Today’s apps and services run across hundreds and thousands of servers, and managing the logs they produce means following best practices to avoid being overwhelmed. Aside from being deliberate in how you create your log messages, following best practices also involve using log management tools with the capabilities you need to monitor your infrastructure and troubleshoot issues.
In this article, I’ll cover a list of best practices developers responsible for all but the smallest software should be following. This list covers everything from carefully choosing which data to include in log messages to the place where log files are stored. There’s nothing more useless than a log file without the data you need or one you can’t access quickly when you need it.
7 Best Practices for Log Management
- Aggregate Your Logs
- Use Structured Log Messages
- Include Context in Log Messages
- Store as Much Data as You Can
- Monitor in Real-Time
- Apply Access Controls
- Use a Cloud-Based Log Aggregator and Analyzer
1. Aggregate Your Logs
Long gone are the days when you could SSH into each individual server to inspect its logs. With the massive scale at which many apps and services run today, you need to pull them into a central location to make analysis easier. Cloud-based log aggregation services such as SolarWinds® Papertrail™ and SolarWinds® Loggly® are ideally suited for this. Whether your logs are coming from standard servers, mobile phones, or embedded devices like routers, cloud-based log aggregation services can ingest your log files and automatically parse them. These tools provide a single interface so you can search across your logs from one place.
2. Use Structured Log Messages
When you’re developing a new feature or fixing a bug, it’s tempting to write whatever log message you think makes sense without giving much thought to using it later. And if you’re dealing with legacy apps, you’ve probably inherited a code base with a mess of free-text log statements. However, it’s difficult to parse log messages without a structure because parsers don’t know how to break up the strings into individual pieces.
Structured logging provides a way to clearly separate the components of your log messages, making them much simpler to search later. Here’s an example using structured logging from the NLog framework:
logger.Debug(“{shopitem} added to basket by {user},” new { Id=6, Name = “Jacket,” Color = “Orange” }, “Kenny”);
Here, the template message is clearly separated from the data applied to it. Many tools can use this to make searching faster and easier.
3. Include Context in Log Messages
If you need to search through more than a handful of log messages, unique identifiers such as IP addresses and user IDs are vital in helping you filter out unwanted data. Including context is much easier once you’re using structured logging because the fields providing context can be specified by your format.

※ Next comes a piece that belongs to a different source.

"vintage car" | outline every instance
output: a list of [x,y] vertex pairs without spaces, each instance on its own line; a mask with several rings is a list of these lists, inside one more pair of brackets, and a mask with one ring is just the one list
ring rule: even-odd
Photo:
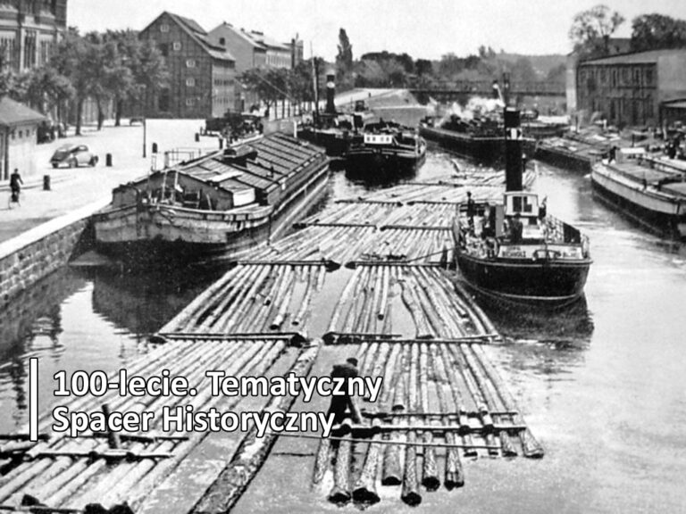
[[97,155],[93,153],[86,145],[63,145],[54,151],[50,158],[50,163],[53,168],[57,168],[62,164],[69,168],[88,165],[95,166],[97,164]]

But context is more than just the usual set of identifiers; including context also means including data to differentiate one event from another. This can be anything from the source line where the log message was generated to the expression in your code that caused a check to fail and an error condition to be detected. These details will help you out in the future when you’re staring at logs and troubleshooting problems.
4. Store as Much Data as You Can
Logs are used in two ways: as the basis for real-time metrics and other statistics capable of showing you the health of your services and as a way to look into the past execution of your code. This second use case requires you to store as much of your log data as you can, as you never know when you might need it. Uncovering insights into the evolution of your app’s behavior and performance over time also requires you to be able to visualize log data over a period of days or weeks to spot patterns and trends.

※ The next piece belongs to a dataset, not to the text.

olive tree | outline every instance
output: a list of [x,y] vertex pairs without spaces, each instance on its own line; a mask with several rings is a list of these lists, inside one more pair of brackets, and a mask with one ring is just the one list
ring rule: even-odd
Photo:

And let’s not forget log retention policies, which often require you to keep your log data around for years to comply with audit requirements and related rules. In these situations, purging old logs too quickly can have dramatic consequences.
Of course, with huge volumes of log data, you’ll need a way to store it so your files are accessible to the entire team. The way you store it should also allow you to increase capacity. Storing your logs in the cloud allows your storage capacity to scale in line with your log data demands without compromising on how quickly you can access it—adding more capacity or log data doesn’t slow down retrieval. Storage services like Amazon S3 can enable you to keep your log data safe in the cloud by encrypting it at rest using AES-256 encryption.
5. Monitor in Real-Time
To build real-time metrics systems and troubleshoot problems as they happen, you need a way to monitor your logs in real-time. There’s no way to see how your app is behaving (or not behaving if you’re chasing a bug) down to the second or millisecond without constantly updating your view of events, and this ability is critical when you’re investigating service outages or catastrophic failures affecting your users.

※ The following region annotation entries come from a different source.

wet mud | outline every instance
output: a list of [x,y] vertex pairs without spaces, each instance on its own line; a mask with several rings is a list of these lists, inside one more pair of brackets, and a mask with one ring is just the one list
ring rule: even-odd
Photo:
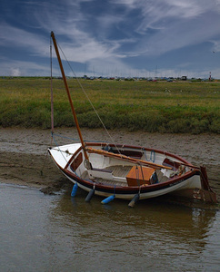
[[[143,131],[82,130],[85,141],[107,141],[150,147],[175,153],[195,165],[205,165],[211,187],[220,192],[219,146],[217,134],[160,134]],[[41,189],[54,193],[72,184],[52,161],[47,148],[78,141],[75,129],[55,131],[52,141],[47,130],[0,128],[0,181]]]

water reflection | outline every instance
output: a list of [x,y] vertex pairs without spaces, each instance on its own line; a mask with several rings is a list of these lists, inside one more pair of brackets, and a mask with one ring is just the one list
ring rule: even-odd
[[[102,205],[96,197],[85,203],[85,197],[80,192],[71,199],[66,193],[50,214],[65,229],[72,257],[81,268],[88,267],[84,258],[91,262],[92,270],[105,266],[120,271],[163,270],[165,266],[194,271],[201,266],[215,267],[215,262],[217,266],[217,257],[206,251],[216,211],[156,200],[140,201],[129,209],[126,202],[115,199]],[[105,260],[103,266],[95,256]],[[205,259],[206,264],[201,265]]]
[[215,271],[219,212],[0,184],[3,271]]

Cloud-based log tools allow you to view incoming logs as they’re received using something similar to the tail command. This is how the live tail feature in Papertrail works. The live tail feature allows you to search through incoming logs and pause, filter, and scroll while events are being received. Whenever the data changes, your view of the events is updated to reflect those changes. This can help ensure you’re always looking at the latest data.
6. Apply Access Controls
As teams grow and multiple members need access to a specific subset of log files, you’re going to need to consider establishing access control for those files. It’s unusual for every team member to need equal access to every file, so log management tools provide ways to assign access rights to users for individual log files. If this is too complex for your use case, you can group log files together based on things like the type of server sending them (did they come from production or staging?) or the geographical origin of the logs (did they come from a US data center or an APAC data center?).
Deciding who should be able to purge old logs is crucial, as only trusted members of your team should be able to delete log files. Log management tools help you configure all this and more.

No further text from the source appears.